Wednesday, August 09, 2006

Expectations of Privacy and Search Engines

A while back, the Bush administration issued subpoenas to major search engines like Google. Search engines collect a lot of information about us. They log our searches, often our IP address, and track sites we visit via cookies.

In November, Search Engine Watch wrote about a man who was convicted of killing his wife partly because law enforcement authorities discovered that he used Google to search for “neck,” “snap,” and “hold.” A less disturbing thread from WebmasterWorld reported that a woman clicked on her ex-boyfriends AdSense links so often that his account was suspended.

For more on privacy and search engines, see the Slate article by Timothy Wu.
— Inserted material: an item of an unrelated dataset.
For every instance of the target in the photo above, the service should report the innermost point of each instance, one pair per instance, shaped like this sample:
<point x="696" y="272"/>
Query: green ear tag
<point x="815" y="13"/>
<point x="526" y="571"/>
Related to this topic...I heard a story about this on NPR today on the way home. I believe on NPR's Digital Culture...however I was unable to locate the story again as I missed what search engine doesn't track your IP address when you search. I found other references online to DogPile and Ice Rocket...but these didn't sound like the name of the engine in the story.

Did anybody catch it?

Monday, August 07, 2006

VA loses sensitive data again...

Oops. Okay, maybe the first time was forgivable. Understandable even...but the second time? third?

"The disclosure comes after a string of recent data breaches at the VA, including the May 3 theft of 26.5 million veterans' personal data from a VA employee's home in suburban Maryland. The laptop and external drive containing that information has since been recovered, and two teens were arrested Saturday as part of what appeared to be a routine burglary.
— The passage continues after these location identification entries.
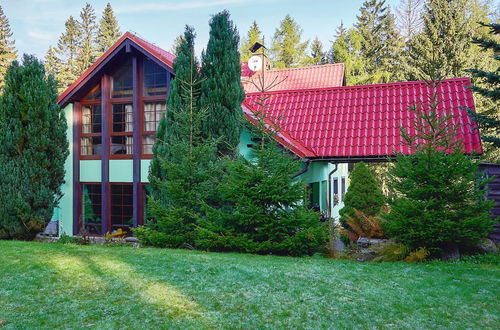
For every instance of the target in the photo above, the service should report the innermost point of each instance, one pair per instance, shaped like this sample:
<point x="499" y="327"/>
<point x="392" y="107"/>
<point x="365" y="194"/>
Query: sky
<point x="37" y="24"/>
In recent weeks, the VA has also acknowledged losing sensitive data for more than 16,000 veterans in at least two other cases in Minneapolis, Minnesota, and Indianapolis, Indiana." [Source: CNN]

These people served our country. Can't their privacy and credit be protected at a minimum?

RFID e-passports

Back from a slight posting hiatus (library construction, planning to move half way across the country, etc), I’ve been hearing a story that I think is worth exploring. There’s been quite the buzz in news and blogs that the US Department will begin issuing passports embedded with RFID tags in October.
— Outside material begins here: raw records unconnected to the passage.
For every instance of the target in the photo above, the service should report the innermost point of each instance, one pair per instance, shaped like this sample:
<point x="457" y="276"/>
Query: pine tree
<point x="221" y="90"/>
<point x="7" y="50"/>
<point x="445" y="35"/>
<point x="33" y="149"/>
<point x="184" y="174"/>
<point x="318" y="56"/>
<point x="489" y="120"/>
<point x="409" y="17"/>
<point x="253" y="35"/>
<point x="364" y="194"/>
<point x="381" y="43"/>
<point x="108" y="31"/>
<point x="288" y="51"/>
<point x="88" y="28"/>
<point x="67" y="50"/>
There has been confusion mixed with equal parts controversy regarding whether the e-passports will have RFID tags or something called an ISO 14443 chip. RFID systems pretty much consist of RFID chips (also sometimes called tag or smart card) and a reader. RFID tags can be passive or active. Passive tags are powered by the readers, while active cards have their own power.

RFID are commonly used for tracking supply chains (such as WalMart). RFID has seem some adoption by libraries, although this has certainly been tempered due to cost of implementing the system. The e-passports will have a type of RFID tag that is passive and uses the ISO 14443 chip. This chip can be encrypted, but it doesn't have to be. The State Department does not plan to encrypt the chips used in the passports.

Public outcry is largely centered around the fear that these e-passports will be able to be read from a great distance. Some say 10 or 30 feet – although this distance could certainly be open to debate. Stoking the fire, Luke Grunwald – a German security expert – demonstrated how personal information from an e-passport could be copied and transferred.

In response to concerns, The State Department will:
"...include an anti-skimming material in the front cover and spine of the electronic passport that will mitigate the threat of skimming from distances beyond the ten centimeters prescribed by the ISO 14443 technology, as long as the passport book is closed or nearly closed." [Source]
Could the data stolen off an e-passport could identify American citizens in other countries? Could it lead to identity theft? This whole issue is certainly worth hashing out before October rolls around.